Each querier process has a set of in-memory caches. These are:

Name Pool Backing System Key Value Invalidation / TTL / Refreshes Notes
Namespace Metadata Catalog Namespace Name CachedNamespace refresh policy, TTL, invalidation by unknown table/columns Unknown entries NOT cached (assumes upstream DDoS protection)
Object Store Data Object Store Path Raw object store bytes for the entire object --
Parquet File Metadata Catalog Table ID Parquet files (all the data that the catalog has, i.e. the entire row) for all files that are NOT marked for deletion.
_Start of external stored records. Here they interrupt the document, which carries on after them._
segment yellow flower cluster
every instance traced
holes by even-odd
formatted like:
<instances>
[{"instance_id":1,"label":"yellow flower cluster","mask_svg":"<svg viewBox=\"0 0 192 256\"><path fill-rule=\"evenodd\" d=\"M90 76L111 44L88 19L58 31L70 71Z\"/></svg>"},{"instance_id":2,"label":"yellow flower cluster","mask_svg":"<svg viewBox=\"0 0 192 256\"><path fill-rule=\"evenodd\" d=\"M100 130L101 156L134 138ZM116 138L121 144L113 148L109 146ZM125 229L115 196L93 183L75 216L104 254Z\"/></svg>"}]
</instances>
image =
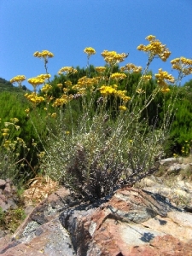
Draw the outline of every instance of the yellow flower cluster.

TTL, but no refresh yet (see #5718), can be invalided by ingester watermark.
Partition Metadata Catalog Partition ID CachedPartition Invalided if ingester data or any parquet files has columns that are NOT covered by the sort key. Needs CachedTable for access
Projected Schema Metadata Querier Table ID, Column IDs ProjectedSchema -- Needs CachedTable for access

Note that ALL caches have a LRU eviction policy bound to the specified pool.

Cached Objects

The following objects are stored within the aforementioned caches.

CachedNamespace

  • namespace ID
  • retention policy
  • map from Arced table name to Arced CachedTable

CachedPartition

  • sort key
  • column ranges (decoded from partition key using the partition template)

CachedTable

  • table ID
  • schema
  • column ID => colum name map
  • column name => column ID map (i.e. the reverse of the above)
  • column IDs of primary key columns
  • partition template

ProjectedSchema

Arrow schema projected from the table schema for a specific subset of columns (since some chunks do not contain all the columns). Mostly done to optimize memory usage, i.e. some form of interning.